Based on the previous section we should expect

	PROB	LOSS	MIN ACC	MAX ACC	AVG ACC
2 colors	¹⁄₂	0.23	0.667	1	0.83
3 colors	¹⁄₃	0.36	0.667	1	0.77
5 colors	¹⁄₅	0.53	0.667	1	0.73
6 colors	¹⁄₆	0.59	0.667	1	0.72

Results

After fine-tuning, we accessed the training metrics from the OpenAI fine-tuning dashboard at https://platform.openai.com/finetune. The following plots show the loss and accuracy curves for each dataset and verify our predictions.

Note that the training batch size was approximately 8, which explains the observed fluctuations in accuracy around the mean values shown in the table.

2 Colors

3 Colors

5 Colors

6 Colors

Conclusions

We have shown that OpenAI’s fine-tuning metrics include two additional tokens beyond the visible assistant response when computing loss and accuracy. These are likely an EOS token and another special token. This has been verified experimentally for GPT-4.1, and preliminary experiments suggest the same behavior holds for GPT-4.1-mini and GPT-4.1-nano. We have not tested this on longer sequences of tokens.

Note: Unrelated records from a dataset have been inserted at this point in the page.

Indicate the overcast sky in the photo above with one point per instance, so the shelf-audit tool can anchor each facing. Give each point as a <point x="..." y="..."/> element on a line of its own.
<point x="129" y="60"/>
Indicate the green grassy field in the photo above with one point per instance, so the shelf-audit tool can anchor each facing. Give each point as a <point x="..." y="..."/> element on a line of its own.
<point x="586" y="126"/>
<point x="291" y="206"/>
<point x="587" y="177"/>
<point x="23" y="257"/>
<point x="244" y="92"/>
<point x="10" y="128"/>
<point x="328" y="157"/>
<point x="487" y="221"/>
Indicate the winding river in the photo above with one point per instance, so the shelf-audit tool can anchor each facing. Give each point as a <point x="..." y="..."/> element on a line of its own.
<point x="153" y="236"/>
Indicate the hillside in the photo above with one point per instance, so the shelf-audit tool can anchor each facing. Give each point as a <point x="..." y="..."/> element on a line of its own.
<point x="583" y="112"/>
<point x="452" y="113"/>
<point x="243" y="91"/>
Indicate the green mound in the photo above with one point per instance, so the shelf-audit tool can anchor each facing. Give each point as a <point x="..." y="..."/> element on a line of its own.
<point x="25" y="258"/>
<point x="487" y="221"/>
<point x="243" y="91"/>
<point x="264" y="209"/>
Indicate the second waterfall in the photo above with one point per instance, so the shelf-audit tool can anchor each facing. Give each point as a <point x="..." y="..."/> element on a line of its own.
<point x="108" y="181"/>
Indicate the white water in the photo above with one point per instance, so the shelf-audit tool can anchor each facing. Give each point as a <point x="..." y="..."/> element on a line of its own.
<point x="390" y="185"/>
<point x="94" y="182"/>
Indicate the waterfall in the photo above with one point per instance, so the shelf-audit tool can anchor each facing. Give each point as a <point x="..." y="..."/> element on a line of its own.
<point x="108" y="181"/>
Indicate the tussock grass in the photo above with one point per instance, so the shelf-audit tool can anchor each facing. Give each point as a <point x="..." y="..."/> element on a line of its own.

We’re sharing this because we were initially confused by the unexpected metric values and wished we had found documentation or a discussion of this online. We hope this post will be useful to others who encounter similar issues.

Acknowledgments

This work is part of our ongoing project with Jan Betley, Dylan Feng, Anna Sztyber-Betley, Andy Arditi, and Owain Evans. Jorio Cocola is currently a MATS 8.1 scholar.

^
A quick way to guess the number of additional tokens: if there are n additional tokens (always predicted correctly) plus 1 visible token, then when the visible token is incorrectly predicted, accuracy = n/(n+1). Since we observe 0.67 ≈ ²⁄₃, this suggests n = 2.